Recommended Stripe Width

freedman at FreeFormIT.com (Keith Freedman) · Fri, 20 Feb 2009 23:52:45 -0800

At 11:02 PM 2/20/2009, Jordan Mendler wrote:
>I am prototyping GlusterFS with ~50-60TB of raw disk space across 
>non-raided disks in ~30 compute nodes. I initially separated the 
>nodes into groups of two, and did a replicate across each set of 
>single drives in a pair of servers. Next I did a stripe across the 
>33 resulting AFR groups, with a block size of 1MB and later with the 
>default block size. With these configurations I am only seeing 
>throughput of about 15-25 MB/s, despite a full Gig-E network.
>
>What is generally the recommended configuration in a large striped 
>environment? I am wondering if the number of nodes in the stripe is 
>causing too much overhead, or if the bottleneck is likely somewhere 
>else. In addition, I saw a thread on the list that indicates it is 
>better to replicate across stripes rather than stripe across 
>replicates.
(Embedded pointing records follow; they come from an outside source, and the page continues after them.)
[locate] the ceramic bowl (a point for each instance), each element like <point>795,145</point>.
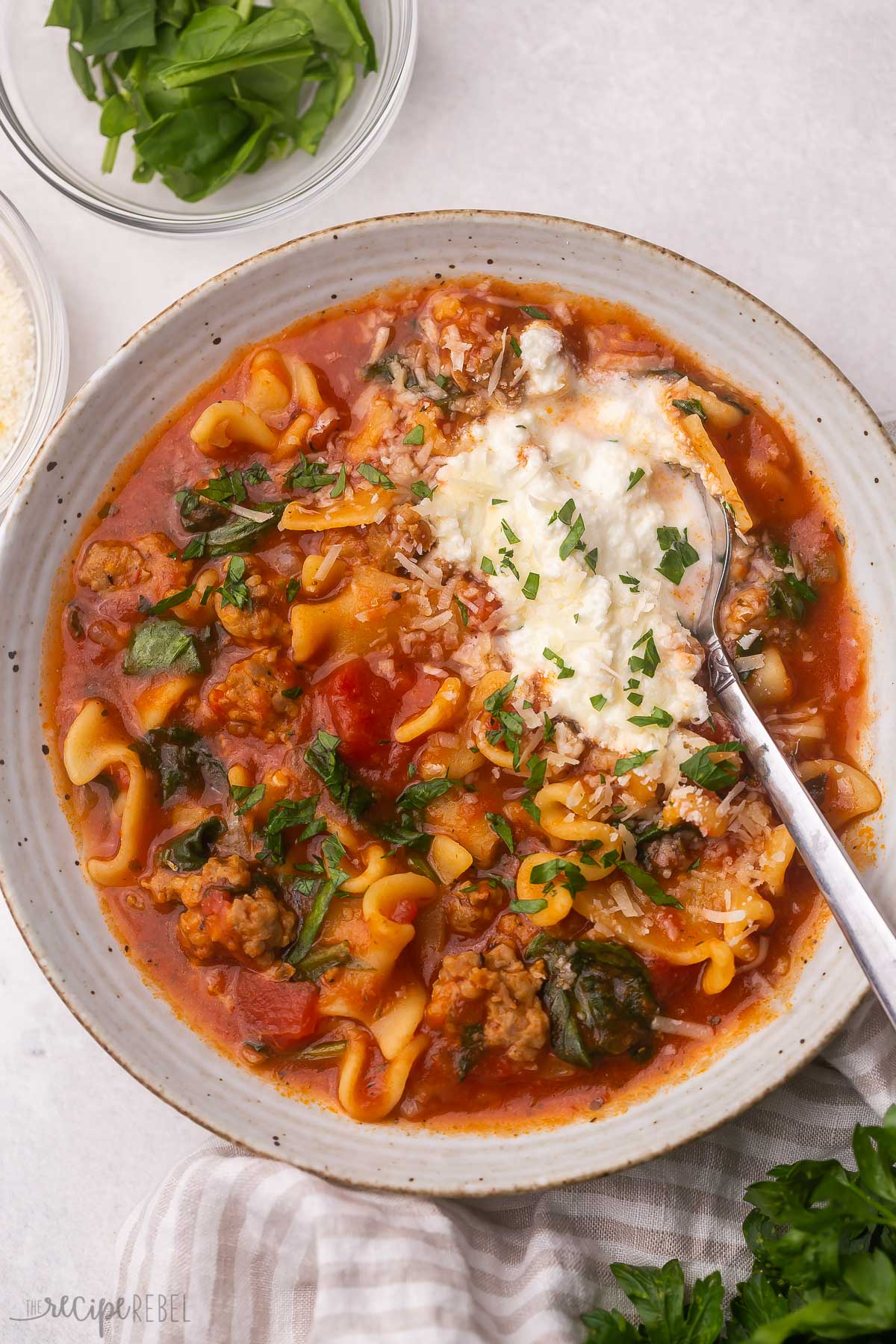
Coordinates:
<point>60,914</point>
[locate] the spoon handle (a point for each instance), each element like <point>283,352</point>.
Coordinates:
<point>865,929</point>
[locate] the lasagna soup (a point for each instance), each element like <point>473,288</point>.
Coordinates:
<point>388,745</point>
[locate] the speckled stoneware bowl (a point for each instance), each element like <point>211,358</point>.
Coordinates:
<point>58,913</point>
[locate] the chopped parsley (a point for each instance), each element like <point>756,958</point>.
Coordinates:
<point>255,473</point>
<point>679,554</point>
<point>788,597</point>
<point>555,658</point>
<point>538,771</point>
<point>375,476</point>
<point>285,816</point>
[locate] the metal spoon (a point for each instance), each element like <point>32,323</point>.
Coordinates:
<point>865,929</point>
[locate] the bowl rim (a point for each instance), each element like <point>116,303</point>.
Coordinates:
<point>393,80</point>
<point>432,1187</point>
<point>43,296</point>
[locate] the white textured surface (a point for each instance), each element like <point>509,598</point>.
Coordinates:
<point>756,151</point>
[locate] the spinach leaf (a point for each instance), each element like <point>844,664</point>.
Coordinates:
<point>193,848</point>
<point>323,959</point>
<point>420,794</point>
<point>181,759</point>
<point>214,87</point>
<point>285,816</point>
<point>334,853</point>
<point>597,995</point>
<point>161,644</point>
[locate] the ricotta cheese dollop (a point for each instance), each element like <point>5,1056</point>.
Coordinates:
<point>566,504</point>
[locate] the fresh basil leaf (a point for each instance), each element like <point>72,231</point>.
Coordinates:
<point>647,883</point>
<point>188,851</point>
<point>501,828</point>
<point>161,644</point>
<point>472,1048</point>
<point>415,796</point>
<point>242,532</point>
<point>180,759</point>
<point>528,907</point>
<point>712,774</point>
<point>597,996</point>
<point>334,853</point>
<point>289,815</point>
<point>175,600</point>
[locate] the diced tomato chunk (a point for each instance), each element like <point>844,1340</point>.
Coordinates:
<point>361,706</point>
<point>667,979</point>
<point>277,1012</point>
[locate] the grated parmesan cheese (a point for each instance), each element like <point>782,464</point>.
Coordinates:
<point>16,359</point>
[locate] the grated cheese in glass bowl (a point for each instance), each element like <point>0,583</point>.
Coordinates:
<point>34,349</point>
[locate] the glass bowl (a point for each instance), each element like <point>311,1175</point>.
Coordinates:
<point>55,129</point>
<point>22,255</point>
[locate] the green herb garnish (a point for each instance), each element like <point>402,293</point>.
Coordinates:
<point>632,762</point>
<point>712,774</point>
<point>375,476</point>
<point>213,90</point>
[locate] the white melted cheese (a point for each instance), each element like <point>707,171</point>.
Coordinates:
<point>520,467</point>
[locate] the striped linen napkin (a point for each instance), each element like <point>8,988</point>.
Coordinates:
<point>267,1254</point>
Does anyone have any comments or opinion regarding this?

I think that's all guesswork, I'm not sure anyones done a thorough 
test with gluster 2.0 on those choices.
Personally, from a data management perspective, I'd rather replicate 
then stripe, so that I know that each node in a replica has exactly 
the same data.  With striping then replicating, I imagine there is 
the possibility to have some data that's on one node in one stripe 
set on 2 nodes in another stripe set and this causes a problem if you 
have to take it apart or deal with it later.

However, if you have the time, it'd be great to see results of you 
testing with a 15 node stripe and a 10 node stripe to see how those 
numbers rate vs. the 30 node stripe you have now.
then, flip the replication and do the same tests again.

Keith